The New Zealand Oaks is a Group 1 Thoroughbred horse race for three-year-old fillies run at set weights over a distance of 2400 metres ( miles) on the third Saturday of March every year at Trentham Racecourse in Wellington, New Zealand.

It was run at Riccarton until 1972 and over the distance of  miles to 1974.

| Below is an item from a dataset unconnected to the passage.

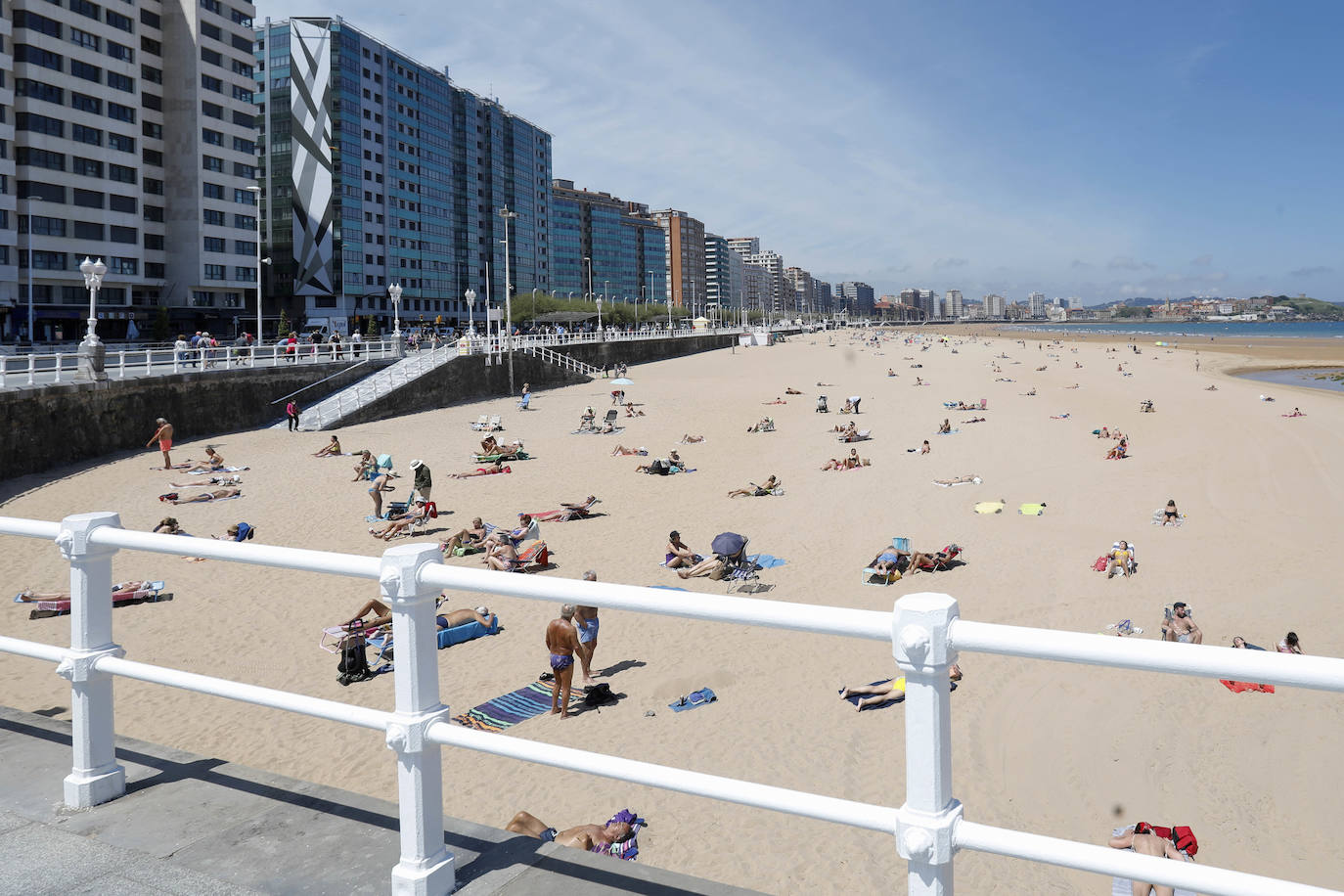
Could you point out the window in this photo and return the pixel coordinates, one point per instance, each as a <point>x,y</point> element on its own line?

It is currently raced on the same day as the:

 Levin Classic (1600m) for 3 year horses.
 Cuddle Stakes (1600m) for fillies and mares.
 New Zealand St. Leger (2600m).
 Lightning Handicap (1200m).

Notable winners

With the consistent strength of New Zealand fillies, the race has an impressive list of winners, including:
 Bonneval: twice New Zealand Horse of the Year, winner of the 2017 Cambridge Stud Sir Tristram Fillies Classic, Lowland Stakes, Australian Oaks (ATC), Feehan Stakes and Underwood Stakes.
 Glamour Bay: winner of the 1981 Auckland Thoroughbred Breeders Stakes and ARC Royal Stakes and runner up in the 1980 New Zealand 1000 Guineas and 1980 Auckland Thoroughbred Breeders Stakes.
 La Mer.
 Legs: the 2006 Kelt Capital Stakes winner.
 Princess Coup: winner of the 2007 and 2008 Kelt Capital Stakes, 2008 Stoneybridge Stakes and 3rd in the Caulfield Cup.
 Savvy Coup: winner of the 2017 Eulogy Stakes, 2018 Lowland Stakes and Spring Classic plus 3rd in the 2018 Karaka Million 3Y0 Classic and Levin Classic.
 Solveig: the winner of the 1986 Avondale Cup and Captain Cook Stakes.
 Tycoon Lil: winner of 1997 New Zealand 1000 Guineas, 1998 Cambridge Stud Sir Tristram Fillies Classic and Canterbury Guineas, runner up in the 1997 New Zealand 2000 Guineas and Rosehill Guineas and 3rd to Might and Power in the 1998 Cox Plate.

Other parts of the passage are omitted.